I think you are misjudging the target demographic. I doubt Steam cares about directly competing with super sweaty competitive gamers. Their strength is their massive catalog. Most of which won't need massive power. They are just open to all gamers, period. Like a modern Wii even. There is a marketable group of people that like slower cozier games that would never think to buy a PS5 or Xbox but would be open to something like this for the family room. I know several in fact.
And when crunching raw numbers, this won't be THAT far behind in total power. Even head to head in CPU. And all of that smooshed into a 6x6x6 box with the power brick inside as well.
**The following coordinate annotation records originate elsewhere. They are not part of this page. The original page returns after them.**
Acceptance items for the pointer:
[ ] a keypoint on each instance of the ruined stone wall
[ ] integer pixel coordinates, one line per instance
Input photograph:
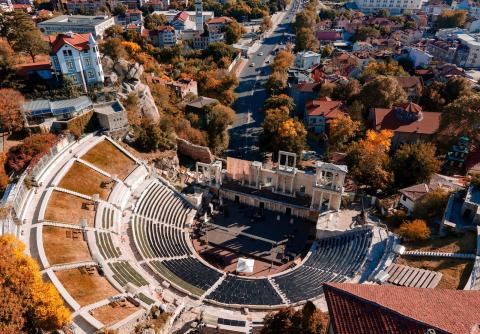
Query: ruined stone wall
(196, 152)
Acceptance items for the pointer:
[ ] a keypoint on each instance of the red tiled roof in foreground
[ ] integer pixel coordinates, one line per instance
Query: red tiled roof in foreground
(382, 309)
(386, 119)
(324, 107)
(78, 41)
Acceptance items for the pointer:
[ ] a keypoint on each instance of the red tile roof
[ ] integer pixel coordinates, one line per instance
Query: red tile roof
(324, 107)
(382, 309)
(23, 69)
(328, 35)
(386, 119)
(182, 16)
(219, 20)
(77, 41)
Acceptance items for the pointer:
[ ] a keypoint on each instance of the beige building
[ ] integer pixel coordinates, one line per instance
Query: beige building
(283, 188)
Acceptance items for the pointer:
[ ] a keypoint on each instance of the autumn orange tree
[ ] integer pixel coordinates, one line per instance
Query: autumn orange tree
(308, 320)
(415, 230)
(368, 160)
(341, 130)
(281, 132)
(26, 302)
(11, 102)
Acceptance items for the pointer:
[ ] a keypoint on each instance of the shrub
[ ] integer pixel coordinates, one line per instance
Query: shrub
(415, 230)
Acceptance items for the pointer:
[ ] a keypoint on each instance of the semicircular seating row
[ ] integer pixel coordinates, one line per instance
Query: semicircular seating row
(334, 259)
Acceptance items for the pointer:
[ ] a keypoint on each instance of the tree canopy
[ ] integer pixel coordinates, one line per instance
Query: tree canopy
(11, 118)
(308, 320)
(382, 92)
(414, 163)
(368, 160)
(27, 303)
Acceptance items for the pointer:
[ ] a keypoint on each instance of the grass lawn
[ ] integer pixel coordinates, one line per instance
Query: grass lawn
(69, 209)
(455, 272)
(64, 245)
(106, 156)
(84, 287)
(83, 179)
(112, 313)
(452, 243)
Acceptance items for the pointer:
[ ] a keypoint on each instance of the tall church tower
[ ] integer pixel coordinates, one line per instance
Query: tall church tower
(199, 15)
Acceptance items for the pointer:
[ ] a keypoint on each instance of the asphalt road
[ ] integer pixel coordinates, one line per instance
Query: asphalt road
(251, 93)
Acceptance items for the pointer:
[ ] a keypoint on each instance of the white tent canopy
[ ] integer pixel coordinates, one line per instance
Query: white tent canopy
(245, 265)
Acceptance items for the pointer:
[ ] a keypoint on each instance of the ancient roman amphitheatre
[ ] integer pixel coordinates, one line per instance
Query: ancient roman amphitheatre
(115, 238)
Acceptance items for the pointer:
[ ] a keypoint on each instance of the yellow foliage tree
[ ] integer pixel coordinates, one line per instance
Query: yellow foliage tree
(368, 159)
(26, 302)
(341, 130)
(415, 230)
(132, 47)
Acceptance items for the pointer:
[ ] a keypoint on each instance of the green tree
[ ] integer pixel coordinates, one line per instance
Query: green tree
(114, 48)
(346, 91)
(431, 206)
(280, 132)
(278, 101)
(23, 35)
(308, 320)
(11, 117)
(462, 116)
(151, 136)
(414, 163)
(382, 92)
(450, 19)
(341, 130)
(455, 88)
(219, 118)
(368, 160)
(233, 32)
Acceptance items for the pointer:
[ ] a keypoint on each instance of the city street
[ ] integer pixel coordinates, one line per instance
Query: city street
(251, 92)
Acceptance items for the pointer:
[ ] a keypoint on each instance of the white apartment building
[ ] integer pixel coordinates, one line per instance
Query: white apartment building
(76, 56)
(468, 54)
(80, 24)
(306, 59)
(394, 6)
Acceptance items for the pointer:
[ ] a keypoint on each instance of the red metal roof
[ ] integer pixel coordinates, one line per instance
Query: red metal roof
(386, 119)
(381, 309)
(182, 16)
(324, 107)
(77, 41)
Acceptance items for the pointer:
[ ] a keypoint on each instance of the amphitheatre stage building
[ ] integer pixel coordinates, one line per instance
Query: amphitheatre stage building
(116, 238)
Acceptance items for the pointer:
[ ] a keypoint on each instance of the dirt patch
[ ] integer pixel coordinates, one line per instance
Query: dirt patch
(69, 209)
(106, 156)
(63, 245)
(455, 272)
(84, 180)
(85, 287)
(114, 312)
(452, 243)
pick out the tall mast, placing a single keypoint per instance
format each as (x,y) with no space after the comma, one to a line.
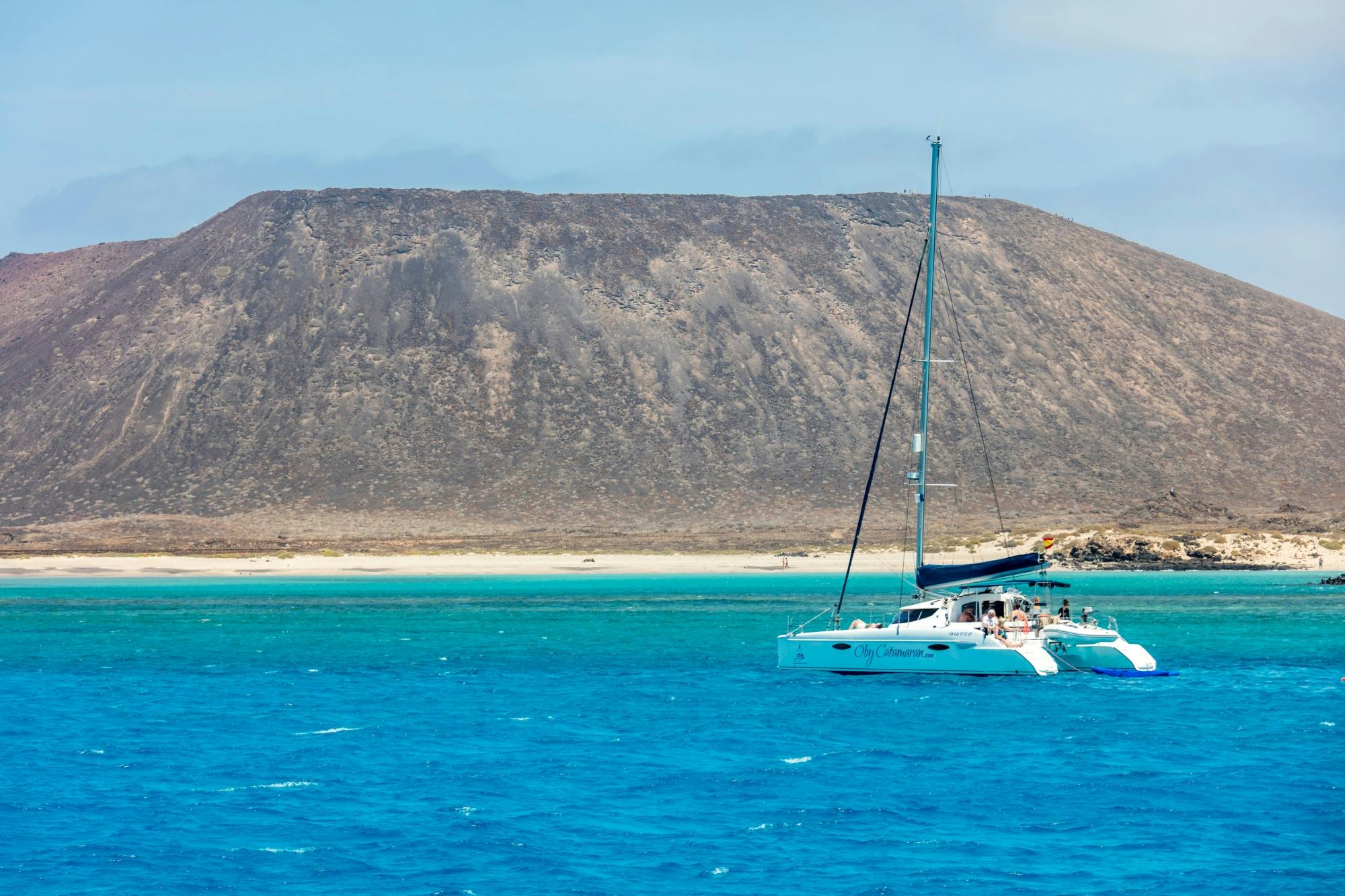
(923,439)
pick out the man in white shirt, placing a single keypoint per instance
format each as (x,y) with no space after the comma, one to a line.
(989,620)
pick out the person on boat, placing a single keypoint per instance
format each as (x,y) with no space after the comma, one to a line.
(989,622)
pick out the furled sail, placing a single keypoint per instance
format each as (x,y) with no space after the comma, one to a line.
(949,575)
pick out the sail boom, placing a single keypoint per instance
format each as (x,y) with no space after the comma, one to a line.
(950,575)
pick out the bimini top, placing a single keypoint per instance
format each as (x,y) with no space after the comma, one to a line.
(948,575)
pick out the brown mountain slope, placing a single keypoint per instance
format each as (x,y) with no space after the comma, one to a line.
(477,361)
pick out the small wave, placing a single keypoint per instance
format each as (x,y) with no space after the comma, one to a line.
(276,786)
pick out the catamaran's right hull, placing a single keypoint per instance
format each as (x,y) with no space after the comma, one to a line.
(1117,654)
(860,653)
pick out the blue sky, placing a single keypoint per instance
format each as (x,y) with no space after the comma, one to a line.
(1213,131)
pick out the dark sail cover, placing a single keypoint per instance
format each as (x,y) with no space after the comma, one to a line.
(946,575)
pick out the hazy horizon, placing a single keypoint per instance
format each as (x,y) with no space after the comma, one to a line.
(1207,131)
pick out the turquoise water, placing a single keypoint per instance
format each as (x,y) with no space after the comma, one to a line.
(631,735)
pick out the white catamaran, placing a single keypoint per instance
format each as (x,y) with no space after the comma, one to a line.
(946,631)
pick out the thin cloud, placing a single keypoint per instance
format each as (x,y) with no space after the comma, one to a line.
(1206,29)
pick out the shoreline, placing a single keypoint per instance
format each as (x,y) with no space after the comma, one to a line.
(508,564)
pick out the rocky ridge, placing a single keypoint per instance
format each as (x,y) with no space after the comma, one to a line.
(426,362)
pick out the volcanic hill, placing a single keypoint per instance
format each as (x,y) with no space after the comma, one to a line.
(431,362)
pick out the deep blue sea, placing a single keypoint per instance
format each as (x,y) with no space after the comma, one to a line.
(631,735)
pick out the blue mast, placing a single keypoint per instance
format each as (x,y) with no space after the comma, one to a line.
(923,439)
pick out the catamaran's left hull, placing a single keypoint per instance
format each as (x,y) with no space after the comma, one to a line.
(861,654)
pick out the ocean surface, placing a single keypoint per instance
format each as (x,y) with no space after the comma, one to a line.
(631,735)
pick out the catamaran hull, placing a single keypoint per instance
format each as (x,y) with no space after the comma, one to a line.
(848,654)
(1117,654)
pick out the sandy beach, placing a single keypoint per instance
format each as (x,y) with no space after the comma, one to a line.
(1261,548)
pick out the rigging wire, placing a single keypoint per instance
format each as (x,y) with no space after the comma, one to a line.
(887,407)
(972,391)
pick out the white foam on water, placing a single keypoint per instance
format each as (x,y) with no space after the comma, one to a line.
(276,786)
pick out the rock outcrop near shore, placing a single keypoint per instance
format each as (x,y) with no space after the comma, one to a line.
(482,361)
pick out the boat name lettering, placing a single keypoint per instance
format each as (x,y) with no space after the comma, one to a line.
(887,651)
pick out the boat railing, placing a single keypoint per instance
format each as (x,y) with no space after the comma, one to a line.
(790,628)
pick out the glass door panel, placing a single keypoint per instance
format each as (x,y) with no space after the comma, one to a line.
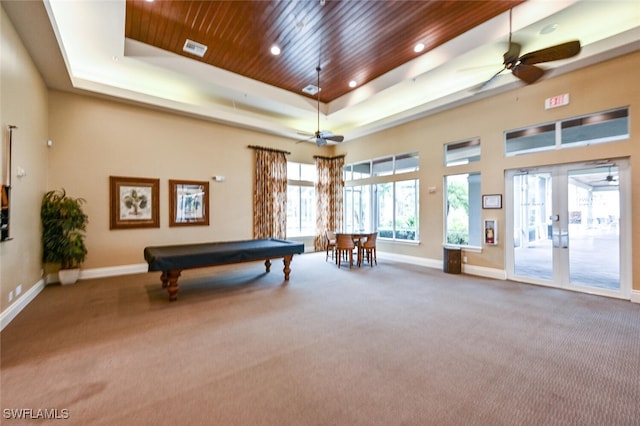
(566,223)
(532,248)
(594,222)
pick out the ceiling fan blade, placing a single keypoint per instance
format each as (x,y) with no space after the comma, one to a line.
(488,82)
(335,138)
(527,73)
(553,53)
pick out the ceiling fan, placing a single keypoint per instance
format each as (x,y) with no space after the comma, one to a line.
(323,136)
(523,66)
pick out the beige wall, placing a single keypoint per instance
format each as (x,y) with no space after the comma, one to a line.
(94,139)
(600,87)
(23,103)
Pretty impressive. Then add on Gabe's passion for keeping everything completely open source and that gives it an edge for those who care about such things.
I'm not trying to blindly defend or white knight here. I honestly don't care about companies bottom lines and sales figures. Even Steams. But just saying we don't know yet how this will do. I just think there will probably be considerable interest.
Depends on how you define "considerable interest". I think it's like a Steam Deck situation, but even more niche. Steam Deck has sold a few million copies.
For Valve, that may be enough to justify. It's profitable and adds a new element to their ecosystem. But by the numbers, it's not a big seller.
The Xbox Series was seen as a failure and it sold 30M units, which is far more than the Steam Machines will sell; however, Steam obviously doesn't depend nearly as much on Steam Machines as its a side project.
This device mostly is appealing to those already invested in the Steam Ecosystem that don't otherwise have a more powerful PC, or to those that have a powerful PC but would want an adjacent device for the TV despite it being weaker.
This device is pretty decently behind in raw power. CPU isn't really the limiting factor. The GPU and RAM are considerably hamstrung in comparison to something like the PS5 or XSX and that's going to make a far bigger difference on visuals.
BUT, Valve knows that even this weaker piece of hardware is more powerful than MOST of their current audience. So there's plenty of PC users who could see this as a jumping point to upgrade. HOWEVER, given that I think this will end up being $700+ in price, at that point it makes you wonder why not just upgrade your PC in a few years when better cards are going to come out (2027). This thing is pretty ancient and dated, and will look even moreso by the time PS6 rolls out in two years.